London's Tower Bridge was recently completely decked out in LED lights to celebrate Queen Elizabeth II's Diamond Jubilee (which marks her 60th year as monarch). The new light installation will replace a 25-year-old legacy system, adding a touch of color to the more than 100-year-old bridge, and the new lights will cut the famous landmark’s energy consumption by 40 percent.
2012 is a big year for London (and the UK) with the 2012 Olympic Summer Games, the Diamond Jubilee and 60 years of James Bond films, so a project was undertaken to update the 117-year-old bridge’s facade. Over six months, a team of lighting designers and electricians strung together some 6,500 feet of energy-efficient LED linear lights, 1,800 LED lamps, and 1,000 junction boxes along with 16,500 feet of cable. Last night, it was turned on for the first time.
The switch was flipped by London Mayor Boris Johnson and this weekend — the Diamond Jubilee weekend — the bridge will gleam in “diamond white” to mark the occasion.

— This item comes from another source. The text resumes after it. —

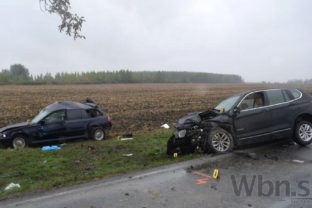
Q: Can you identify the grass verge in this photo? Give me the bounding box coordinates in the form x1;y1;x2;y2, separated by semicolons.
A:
0;130;199;200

Over the next few weeks, in the buildup to the Olympic Games, the bridge will display the Olympic rings as well as the logo for the Paralympic Games.
The new lighting system uses GE architectural LED systems, which are expected to last for over 25 years. The entire display was designed by French firm Citelum, which previously oversaw the illumination of the Eiffel Tower and the Notre Dame cathedral in Paris, and the Valley of the Kings in Egypt. To preserve the integrity of the bridge, the LED lights were heat formed so that they would fit over the bridge’s architectural details. GE is one of the main sponsors of the Olympic Games and will provide uninterruptible power generators for the main Olympic stadium as well as a large number charging stations for a fleet of Olympic electric vehicles.